In the third incident, an Israeli yeshivah bochur was assaulted by two African-American males as he walked to his residence at around midnight on April 30. According to the victim, “they pushed me [hard against] a parked car and punched me in the face. They wanted to kill me.” Police arrested two suspects and charged them with robbery.
For decades, there’s been a large Orthodox Jewish community in Crown Heights living alongside an African-American community. For the most part, their coexistence has been peaceful, with the notable exception of the August 1991 riots that took the life of 29-year-old Yankel Rosenbaum.
There is no obvious predicate for the attacks, but there are strong suspicions about what’s causing them.

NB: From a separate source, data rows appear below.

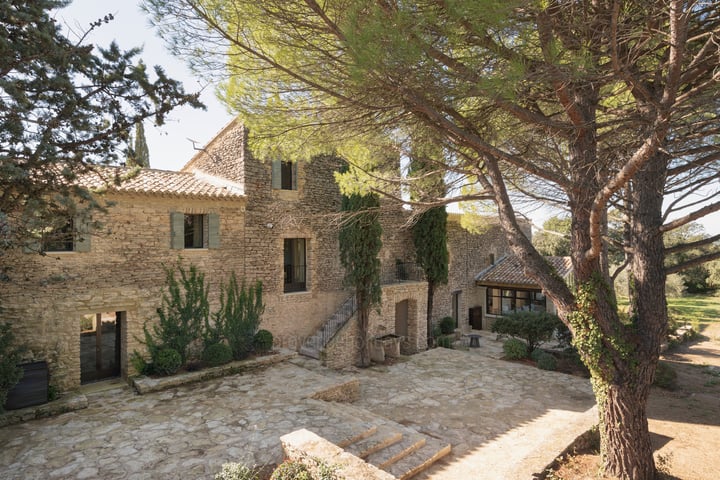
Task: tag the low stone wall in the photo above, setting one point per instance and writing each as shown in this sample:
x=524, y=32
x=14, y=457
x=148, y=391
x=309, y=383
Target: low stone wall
x=304, y=446
x=145, y=385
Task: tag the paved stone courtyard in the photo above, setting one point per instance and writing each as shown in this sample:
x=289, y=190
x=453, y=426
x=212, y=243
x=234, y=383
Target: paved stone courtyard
x=504, y=420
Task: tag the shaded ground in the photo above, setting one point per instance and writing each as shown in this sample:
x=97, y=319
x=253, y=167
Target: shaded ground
x=684, y=422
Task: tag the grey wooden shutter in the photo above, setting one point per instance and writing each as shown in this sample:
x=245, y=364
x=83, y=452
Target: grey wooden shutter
x=276, y=174
x=177, y=230
x=213, y=230
x=81, y=234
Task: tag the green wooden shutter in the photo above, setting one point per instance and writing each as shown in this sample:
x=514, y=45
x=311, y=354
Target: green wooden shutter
x=81, y=234
x=177, y=230
x=276, y=174
x=213, y=230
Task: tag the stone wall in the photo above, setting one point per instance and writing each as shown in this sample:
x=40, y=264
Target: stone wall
x=344, y=350
x=123, y=272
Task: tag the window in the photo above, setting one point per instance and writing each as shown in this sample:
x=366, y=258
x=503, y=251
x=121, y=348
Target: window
x=74, y=236
x=284, y=175
x=194, y=230
x=500, y=301
x=294, y=265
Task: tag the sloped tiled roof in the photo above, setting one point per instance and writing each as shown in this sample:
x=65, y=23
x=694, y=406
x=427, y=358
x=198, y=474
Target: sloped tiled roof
x=161, y=182
x=508, y=271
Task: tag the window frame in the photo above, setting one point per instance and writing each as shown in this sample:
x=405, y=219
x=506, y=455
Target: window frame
x=534, y=299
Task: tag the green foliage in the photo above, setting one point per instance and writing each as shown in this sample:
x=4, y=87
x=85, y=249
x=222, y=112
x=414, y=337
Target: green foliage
x=217, y=354
x=447, y=325
x=167, y=361
x=546, y=361
x=236, y=471
x=139, y=156
x=445, y=341
x=515, y=349
x=10, y=356
x=239, y=315
x=533, y=327
x=554, y=239
x=185, y=308
x=360, y=243
x=310, y=468
x=665, y=376
x=263, y=341
x=66, y=107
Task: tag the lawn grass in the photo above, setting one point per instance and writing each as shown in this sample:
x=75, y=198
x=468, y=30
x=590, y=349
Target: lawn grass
x=692, y=309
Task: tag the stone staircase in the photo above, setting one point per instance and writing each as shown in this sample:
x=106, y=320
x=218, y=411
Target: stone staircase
x=315, y=344
x=400, y=451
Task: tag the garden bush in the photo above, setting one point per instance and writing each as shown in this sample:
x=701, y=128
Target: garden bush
x=167, y=361
x=263, y=341
x=447, y=325
x=546, y=361
x=10, y=356
x=217, y=354
x=236, y=471
x=533, y=327
x=239, y=315
x=515, y=349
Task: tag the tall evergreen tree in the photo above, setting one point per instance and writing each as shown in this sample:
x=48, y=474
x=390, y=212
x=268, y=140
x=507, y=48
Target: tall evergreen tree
x=65, y=108
x=360, y=243
x=139, y=156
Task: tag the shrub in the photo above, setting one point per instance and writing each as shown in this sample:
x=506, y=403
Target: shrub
x=236, y=471
x=290, y=470
x=239, y=315
x=263, y=341
x=515, y=349
x=533, y=327
x=546, y=361
x=445, y=341
x=167, y=361
x=665, y=376
x=447, y=325
x=10, y=356
x=217, y=354
x=184, y=308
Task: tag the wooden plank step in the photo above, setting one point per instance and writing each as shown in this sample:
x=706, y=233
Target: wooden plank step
x=382, y=438
x=410, y=443
x=420, y=460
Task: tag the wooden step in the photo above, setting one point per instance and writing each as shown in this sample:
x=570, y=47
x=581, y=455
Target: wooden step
x=394, y=453
x=420, y=460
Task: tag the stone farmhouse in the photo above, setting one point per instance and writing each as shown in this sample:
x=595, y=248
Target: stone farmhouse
x=82, y=305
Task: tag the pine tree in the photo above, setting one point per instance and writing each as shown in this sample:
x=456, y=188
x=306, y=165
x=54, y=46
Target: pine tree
x=140, y=155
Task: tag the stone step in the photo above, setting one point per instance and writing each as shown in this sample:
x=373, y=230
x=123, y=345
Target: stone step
x=394, y=453
x=419, y=460
x=382, y=438
x=309, y=352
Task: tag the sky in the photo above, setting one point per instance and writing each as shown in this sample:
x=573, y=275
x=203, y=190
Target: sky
x=171, y=145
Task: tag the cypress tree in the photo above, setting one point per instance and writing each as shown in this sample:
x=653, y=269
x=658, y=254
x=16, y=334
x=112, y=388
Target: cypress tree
x=360, y=243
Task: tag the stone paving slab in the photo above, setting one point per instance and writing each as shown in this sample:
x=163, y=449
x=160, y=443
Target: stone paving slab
x=487, y=409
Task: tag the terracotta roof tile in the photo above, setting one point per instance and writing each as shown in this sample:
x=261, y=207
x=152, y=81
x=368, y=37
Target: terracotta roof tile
x=509, y=271
x=161, y=182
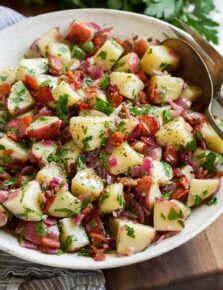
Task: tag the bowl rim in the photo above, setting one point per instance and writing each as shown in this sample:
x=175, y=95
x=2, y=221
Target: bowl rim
x=136, y=258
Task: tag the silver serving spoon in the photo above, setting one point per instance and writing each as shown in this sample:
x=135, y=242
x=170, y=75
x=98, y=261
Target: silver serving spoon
x=203, y=66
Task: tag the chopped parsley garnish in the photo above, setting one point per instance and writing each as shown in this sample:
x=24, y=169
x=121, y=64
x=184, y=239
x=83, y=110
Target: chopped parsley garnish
x=86, y=141
x=80, y=163
x=102, y=137
x=192, y=145
x=62, y=109
x=103, y=106
x=167, y=116
x=104, y=82
x=130, y=231
x=163, y=216
x=212, y=201
x=210, y=163
x=2, y=147
x=68, y=242
x=41, y=229
x=102, y=54
x=104, y=196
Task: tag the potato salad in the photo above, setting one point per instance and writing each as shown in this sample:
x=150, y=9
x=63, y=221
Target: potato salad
x=103, y=147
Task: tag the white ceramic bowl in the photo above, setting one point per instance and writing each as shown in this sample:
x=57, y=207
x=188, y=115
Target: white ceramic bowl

Like much of Brooklyn, Crown Heights is undergoing a marked gentrification, with real estate prices soaring and developers building luxury apartments in the area. That may be good news for those who have invested in the neighborhood. But for the struggling families who are trying to pay the rent and make ends meet, it’s making life increasingly difficult.
“There’s a lot of tension because of the poverty and suffering,” says Behrman.
That tension went looking for someone to blame. “There’s a false view on the street,” says Behrman, “that the Jews are benefitting from the gentrification, and the African-Americans are being targeted by greedy landlords and developers. But that just isn’t true. Rents are rising for all of us, Jews and non-Jews alike. We are not to blame because your house is in foreclosure.”